30. The ink composition of claim 25 wherein the hydrophilic monomer type is methacrylic acid, the hydrophobic monomer type having a molecular weight of less than 200 is styrene, and the macro-monomer type is monomethacryloxypropyl terminated polydimethylsiloxane.

31. The ink composition of claim 25 wherein the random graft copolymer comprises one or more additional monomer types which are different from the hydrophilic monomer type, the hydrophobic monomer type having a molecular weight of less than 200, or the macro-monomer type.

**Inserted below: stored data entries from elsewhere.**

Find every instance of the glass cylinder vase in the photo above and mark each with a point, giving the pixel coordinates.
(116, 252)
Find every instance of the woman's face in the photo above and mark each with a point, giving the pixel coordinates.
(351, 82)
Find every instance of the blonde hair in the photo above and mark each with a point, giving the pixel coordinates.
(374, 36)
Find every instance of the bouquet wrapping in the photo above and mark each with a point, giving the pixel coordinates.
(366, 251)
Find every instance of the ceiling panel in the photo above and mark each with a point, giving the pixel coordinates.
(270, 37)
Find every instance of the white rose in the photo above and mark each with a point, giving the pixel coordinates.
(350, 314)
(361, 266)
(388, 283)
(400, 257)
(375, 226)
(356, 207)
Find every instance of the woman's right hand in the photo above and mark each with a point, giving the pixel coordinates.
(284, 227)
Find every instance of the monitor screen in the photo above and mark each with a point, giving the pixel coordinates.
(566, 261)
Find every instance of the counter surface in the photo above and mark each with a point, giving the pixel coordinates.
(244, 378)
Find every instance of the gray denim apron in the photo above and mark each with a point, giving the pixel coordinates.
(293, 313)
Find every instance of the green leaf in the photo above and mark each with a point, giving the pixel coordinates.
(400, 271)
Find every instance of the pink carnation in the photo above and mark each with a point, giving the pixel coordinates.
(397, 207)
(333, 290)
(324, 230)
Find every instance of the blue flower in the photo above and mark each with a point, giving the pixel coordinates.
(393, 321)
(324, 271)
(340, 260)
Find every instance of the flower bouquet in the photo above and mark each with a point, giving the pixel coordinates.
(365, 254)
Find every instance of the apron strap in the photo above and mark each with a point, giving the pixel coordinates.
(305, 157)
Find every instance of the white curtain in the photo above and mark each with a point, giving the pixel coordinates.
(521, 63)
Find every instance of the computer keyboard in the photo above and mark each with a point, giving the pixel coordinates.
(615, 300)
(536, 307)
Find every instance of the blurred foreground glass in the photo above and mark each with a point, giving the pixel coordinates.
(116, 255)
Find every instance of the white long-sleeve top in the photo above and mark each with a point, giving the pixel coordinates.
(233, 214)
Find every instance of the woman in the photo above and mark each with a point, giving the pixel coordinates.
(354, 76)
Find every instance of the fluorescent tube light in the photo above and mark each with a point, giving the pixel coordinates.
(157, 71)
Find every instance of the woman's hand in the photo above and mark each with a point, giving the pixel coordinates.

32. The ink composition of claim 31 wherein the one or more additional monomer types is hydroxyethyl acrylate, the hydrophilic monomer type is methacrylic acid, the hydrophobic monomer type having a molecular weight of less than 200 is benzyl methacrylate, and the macro-monomer type is monomethacryloxypropyl terminated polydimethylsiloxane.

33. An ink jet printing method comprising the steps of:

A) providing an ink jet printer that is responsive to digital data signals;

B) loading the printer with an ink jet recording element;

C) loading the printer with an ink jet ink composition comprising a pigment dispersion, water and a water-miscible organic compound; wherein the pigment dispersion comprises pigment particles having a median particle size of 200 nm or less, and a polymeric dispersant comprising a random graft copolymer comprising a hydrophilic monomer type, a hydrophobic monomer type having a molecular weight of less than 200, and a macro-monomer type; and

D) printing on the ink jet recording element using the ink jet ink composition in response to the digital data signals.